One particular cloudless night she was asked to take a turn at the gate guard, and she swore, as solemnly as she made every vow and pledge, that she would. This was to be a particularly dangerous night, with a high chance of some Forgoil attack. She didn't think to ask why; she was too excited by the fact that, on a night where an attack was of greater likelihood, they were trusting her to stand at guard. They'd come to appreciate her keen eyesight, her swiftness, her greater mastery at battle than anyone expected from a small girl.
So when Danhadlen asked her if she was prepared for the raid, the realization of her mistake fell on her as slowly as the most unhurried rockfall. "Tonight?" she kept sputtering. "But it can't be tonight." Slowly she pieced it together. The reason for the likelihood of an attack was if this raid went poorly and the raiders were forced to retreat -- or if it went well and a retaliatory strike were made quickly. But she was so used to not knowing what life was like in Tros Hynt that the idea that there was a likely attack on a particular night didn't seem like a question that needed answering, nor one she could have hope of already knowing the answer to, so she never asked the question. She had, indeed, been told by Canwr when the raid would be, though there was something subtly different about the way the Eryr-lûth marked days and nights than what she was used to, that she hadn't quite figured out yet, so she had thought it would be one night later.

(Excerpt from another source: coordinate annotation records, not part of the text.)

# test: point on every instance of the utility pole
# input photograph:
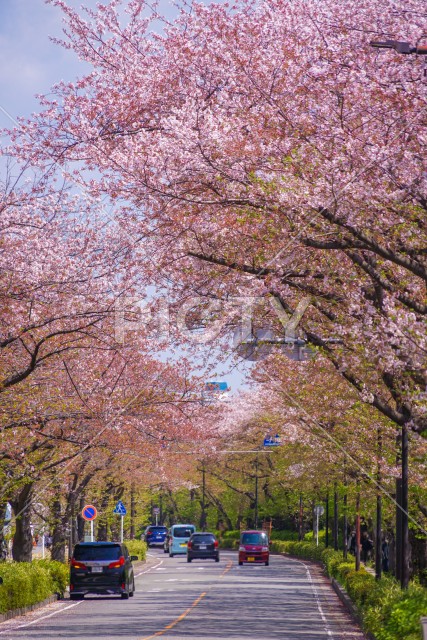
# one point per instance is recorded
(256, 492)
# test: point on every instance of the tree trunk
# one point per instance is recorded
(59, 537)
(22, 547)
(3, 543)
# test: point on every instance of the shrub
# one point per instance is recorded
(284, 535)
(59, 572)
(26, 583)
(387, 612)
(137, 548)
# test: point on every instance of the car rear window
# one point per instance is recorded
(254, 538)
(95, 552)
(182, 532)
(203, 538)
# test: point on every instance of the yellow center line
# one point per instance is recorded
(178, 619)
(227, 568)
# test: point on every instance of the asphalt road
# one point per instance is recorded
(202, 600)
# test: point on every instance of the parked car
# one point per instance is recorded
(177, 538)
(102, 568)
(254, 547)
(155, 535)
(202, 545)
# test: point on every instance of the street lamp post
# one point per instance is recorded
(256, 492)
(402, 520)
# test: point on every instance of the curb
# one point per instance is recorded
(14, 613)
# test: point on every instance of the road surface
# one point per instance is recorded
(203, 600)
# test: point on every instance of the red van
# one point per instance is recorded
(253, 548)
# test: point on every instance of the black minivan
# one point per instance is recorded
(101, 568)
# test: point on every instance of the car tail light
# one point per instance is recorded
(117, 563)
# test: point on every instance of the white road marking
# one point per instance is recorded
(149, 569)
(319, 606)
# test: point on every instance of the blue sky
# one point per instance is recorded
(31, 64)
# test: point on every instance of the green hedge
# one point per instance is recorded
(27, 583)
(386, 611)
(137, 548)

For someone whose vows meant all the world to her, finding herself thus caught between two, the pledge to steal a horse, and the promise to stand guard, was agonizing. She turned it over and over, came it from every angle. Finally she concluded there was one solution, a bad one, but the only one. There was nothing in her pledge to steal a horse from the Forgoil and bind it to Wulf's banner that required her to do it with the others on the same night -- that was merely a pragmatic consideration, that they were stronger together, that she knew little about horses or the Forgoil, that it was a challenging raid in a group and thus far more so alone. But it could be done. In fact, that night at Ysbrydnos, as she made the pledge, she had thought she was promising to do it on her own. And a second raid, copying the first, might strike even more fear into the hearts of their enemies, the knowledge that even knowing it had been done they could not prevent it happening a second time. Yes, perhaps this was for the best. As she stood staring at every point of light in the darkness wondering if it might be the people she'd met that night, coming back (in triumph, in terror, or in blood), she mused on how this path, unlikely as it seemed, must be the one the spirits had intended for her all along.